Raisonnements
Raisonner, cette capacité est indispensable pour mener une activité scientifique mais elle est aussi indispensable pour juger de cette activité ! Le scientifique comme le citoyen non porté à construire des explications scientifiques mais obligatoirement concerné par les conséquences de ces explications (nouvelles techniques, implications éthiques ou sociales…) doivent donc connaître les diverses procédures de raisonnement. Le scientifique devra maîtriser celles qui sont productrices de savoir : les démarches explicatives et hypothético-déductives, le citoyen (qui peut être bien sûr scientifique) pourra se contenter seulement de les comprendre mais il devra obligatoirement maîtriser l’argumentation à partir de données scientifiques et les démarches explicatives propres aux sciences.
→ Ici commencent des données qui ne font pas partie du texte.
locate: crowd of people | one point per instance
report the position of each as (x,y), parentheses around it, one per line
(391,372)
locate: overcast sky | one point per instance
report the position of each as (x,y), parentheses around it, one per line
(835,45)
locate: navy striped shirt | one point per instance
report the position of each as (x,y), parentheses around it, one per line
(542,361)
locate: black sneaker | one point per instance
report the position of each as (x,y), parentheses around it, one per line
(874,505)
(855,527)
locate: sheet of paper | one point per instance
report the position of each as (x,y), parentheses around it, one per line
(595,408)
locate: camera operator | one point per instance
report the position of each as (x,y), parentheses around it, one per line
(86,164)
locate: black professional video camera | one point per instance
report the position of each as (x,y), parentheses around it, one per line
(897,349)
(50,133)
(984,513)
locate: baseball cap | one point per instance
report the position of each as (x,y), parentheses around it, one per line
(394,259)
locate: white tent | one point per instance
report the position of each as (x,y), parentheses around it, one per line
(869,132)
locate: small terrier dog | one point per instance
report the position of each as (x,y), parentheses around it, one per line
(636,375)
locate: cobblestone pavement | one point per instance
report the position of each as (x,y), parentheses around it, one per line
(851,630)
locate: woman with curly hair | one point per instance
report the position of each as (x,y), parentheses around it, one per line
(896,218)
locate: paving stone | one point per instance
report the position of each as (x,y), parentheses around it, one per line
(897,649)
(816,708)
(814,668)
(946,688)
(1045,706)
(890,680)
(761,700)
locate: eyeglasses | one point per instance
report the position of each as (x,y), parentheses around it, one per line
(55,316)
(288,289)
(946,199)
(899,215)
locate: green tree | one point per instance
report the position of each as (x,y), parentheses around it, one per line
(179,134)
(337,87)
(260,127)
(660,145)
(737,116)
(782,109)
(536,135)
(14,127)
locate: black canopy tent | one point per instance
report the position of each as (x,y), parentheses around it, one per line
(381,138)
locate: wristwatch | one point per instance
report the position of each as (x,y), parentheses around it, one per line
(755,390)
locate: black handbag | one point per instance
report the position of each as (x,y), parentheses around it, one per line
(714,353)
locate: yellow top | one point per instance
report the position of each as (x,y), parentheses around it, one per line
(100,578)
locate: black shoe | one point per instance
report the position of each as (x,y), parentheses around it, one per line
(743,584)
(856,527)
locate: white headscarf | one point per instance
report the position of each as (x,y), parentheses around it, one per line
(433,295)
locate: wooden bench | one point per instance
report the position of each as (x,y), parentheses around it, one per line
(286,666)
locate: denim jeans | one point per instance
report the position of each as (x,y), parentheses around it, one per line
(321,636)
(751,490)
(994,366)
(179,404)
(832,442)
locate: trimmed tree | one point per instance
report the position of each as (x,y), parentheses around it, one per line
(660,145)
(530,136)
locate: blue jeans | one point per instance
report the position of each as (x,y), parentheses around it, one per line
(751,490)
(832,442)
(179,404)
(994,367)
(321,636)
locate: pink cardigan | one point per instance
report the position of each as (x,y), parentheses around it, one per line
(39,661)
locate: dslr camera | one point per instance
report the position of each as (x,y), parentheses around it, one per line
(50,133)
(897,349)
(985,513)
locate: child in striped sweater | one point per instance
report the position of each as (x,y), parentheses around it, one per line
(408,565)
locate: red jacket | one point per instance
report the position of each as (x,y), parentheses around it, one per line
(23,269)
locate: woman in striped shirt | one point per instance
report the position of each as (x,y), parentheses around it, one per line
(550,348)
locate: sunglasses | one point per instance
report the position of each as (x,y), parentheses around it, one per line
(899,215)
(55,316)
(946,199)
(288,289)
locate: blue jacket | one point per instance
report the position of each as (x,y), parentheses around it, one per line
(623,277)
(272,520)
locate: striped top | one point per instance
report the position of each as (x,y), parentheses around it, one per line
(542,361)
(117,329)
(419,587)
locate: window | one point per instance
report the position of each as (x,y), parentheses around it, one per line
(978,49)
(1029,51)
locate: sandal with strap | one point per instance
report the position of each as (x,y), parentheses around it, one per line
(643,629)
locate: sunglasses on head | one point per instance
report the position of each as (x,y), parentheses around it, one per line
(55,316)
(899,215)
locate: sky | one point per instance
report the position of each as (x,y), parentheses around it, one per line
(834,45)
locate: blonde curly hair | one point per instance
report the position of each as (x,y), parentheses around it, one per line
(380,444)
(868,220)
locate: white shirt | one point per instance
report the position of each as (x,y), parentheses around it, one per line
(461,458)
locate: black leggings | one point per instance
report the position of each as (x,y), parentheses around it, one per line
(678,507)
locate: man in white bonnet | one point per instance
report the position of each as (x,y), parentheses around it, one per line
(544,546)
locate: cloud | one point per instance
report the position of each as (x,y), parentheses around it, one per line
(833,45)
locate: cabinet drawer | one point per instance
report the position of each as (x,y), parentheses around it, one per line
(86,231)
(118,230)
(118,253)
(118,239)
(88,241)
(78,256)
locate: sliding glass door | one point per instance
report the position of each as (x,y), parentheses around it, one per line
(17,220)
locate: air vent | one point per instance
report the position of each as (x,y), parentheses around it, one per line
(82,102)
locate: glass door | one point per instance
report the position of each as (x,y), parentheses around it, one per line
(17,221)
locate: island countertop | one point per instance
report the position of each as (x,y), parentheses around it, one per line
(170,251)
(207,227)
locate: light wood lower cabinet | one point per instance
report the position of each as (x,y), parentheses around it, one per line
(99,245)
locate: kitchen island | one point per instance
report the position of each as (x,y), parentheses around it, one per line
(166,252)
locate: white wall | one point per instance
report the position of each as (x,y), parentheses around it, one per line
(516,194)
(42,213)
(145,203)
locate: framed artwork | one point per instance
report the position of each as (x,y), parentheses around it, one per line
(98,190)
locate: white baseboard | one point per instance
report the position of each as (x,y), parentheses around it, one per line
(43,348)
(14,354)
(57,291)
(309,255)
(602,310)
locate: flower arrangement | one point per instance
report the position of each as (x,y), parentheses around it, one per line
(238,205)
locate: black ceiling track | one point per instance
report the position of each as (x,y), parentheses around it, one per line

Commençons par l’argumentation. Elle nécessite de maîtriser le langage et les outils scientifiques de la communication afin de convertir des faits (ex: des résultats scientifiques) en arguments.
Pour argumenter, il est donc nécessaire de savoir que l’argumentation en sciences vise à l’adhésion d’un lecteur ou d’un auditeur à une information et qu’elle nécessite d’être capable de 1/ sélectionner efficacement (c’est à dire de façon pertinente, exhaustive et exacte) des informations de textes scientifiques ou d’outils de représentation d’informations scientifiques et de 2/ les relier de façon cohérente (connecteur logique adapté) avec l’information sujette à argumentation.
L’argumentation peut se résumer à ces deux capacités mais, bien souvent, elle nécessite de relier entre-elles, avec le connecteur logique adapté, des informations de provenances diverses (de sources documentaires diverses ou de connaissances que nous avons sur un sujet) avant de relier l’ensemble ou ce qui en ressort, toujours de façon cohérente avec l’information sujette à argumentation.
Une argumentation particulière, plus globale cette fois-ci, est celle qui vise à apporter des éléments qui confortent une théorie. C’est le cas, par exemple, de la théorie de l’évolution. Ainsi, l’origine commune du vivant, élément de cette théorie, est-elle confortée par l’accumulation d’observations montrant l’existence de points communs entre tous les êtres vivants : des preuves, c’est à dire des arguments, d’une parenté et donc d’une origine commune. Ces preuves, par leur nombre, et auxquelles il est possible d’apporter celles relatives aux processus de diversification (mutations, sélection naturelle, observations paléontologiques) sont plus nombreuses que celles plaidant pour une diversité originelle. En appliquant alors le principe de parcimonie connue encore sous le nom de “rasoir d’Occam”, moine franciscain du 14ème siècle, selon lequel la thèse la plus recevable est celle qui rassemble le plus de preuve, permet alors de retenir l’idée d’origine commune.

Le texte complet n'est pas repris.